While Sacramento County reports that the total number of infant sleep-related deaths has decreased from 25 deaths in 2012 to 10 deaths in 2019, these deaths are still occurring.
“We continue to educate new parents about the risks of SIDS. These deaths can be prevented and it’s our mission to help families learn safe sleep environments to safeguard against this,” said Alicia McHatton, a clinical Neonatal Intensive Care Unit nurse who co-leads the safe sleep initiative at UC Davis Children’s Hospital.
All sleep-related deaths of Sacramento babies have involved one of the following unsafe sleep environments:
- Co-sleeping (sleeping in the same bed with their parent or caregiver)
- Unsafe sleep position (for example, sleeping on their tummy)
- Unsafe home environment (smoking or drug use in the home)
- Baby’s face or body was obstructed (by blankets, pillows or stuffed animals, for example)
- Caregiver fell asleep while feeding baby
UC Davis Children’s Hospital partners with the Child Abuse Prevention Center to promote safe sleep practices, including the ABC’s of safe sleep:
A is for alone: The baby should sleep alone – no co-sleeping with a parent or siblings.
B is for back: The baby should be lying on his or her back on a firm, flat surface for all naps and at night.
C is for crib: The baby should sleep in a crib, bassinet or cradle – not sharing a bed with a parent.
Other safety tips include:
- Do not overdress the baby.
- Do not put anything in the baby’s sleep area. No crib bumpers, stuffed animals, loose blankets or pillows.
- Do not smoke around the baby.
- Parents are invited to bring their baby’s crib or bassinet near their own bed. This is co-rooming, not co-sleeping.
- Use a sleep sack.
UC Davis Children’s Hospital has been recognized by the National Safe Sleep Hospital Certification Program as a gold safe sleep champion for its commitment to best practices and education on infant safe sleep.

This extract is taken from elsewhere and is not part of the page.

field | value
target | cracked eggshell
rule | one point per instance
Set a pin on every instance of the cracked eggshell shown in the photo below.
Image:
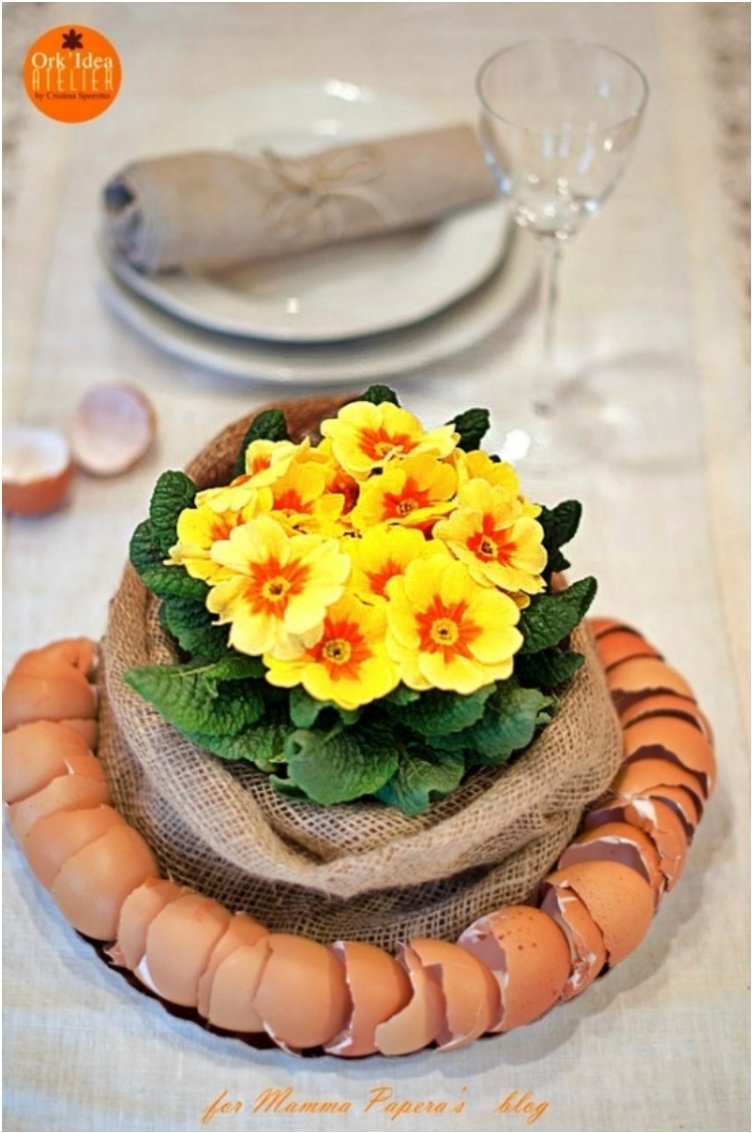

Since 2017, UC Davis Children’s Hospital has provided sleep sacks for all infants in the hospital and health care providers have been trained in safe sleep practices.
“We are committed to promoting best sleep safe practices in our hospital and providing this training to all of our new parents so they can provide the safest environment for their new baby,” McHatton said.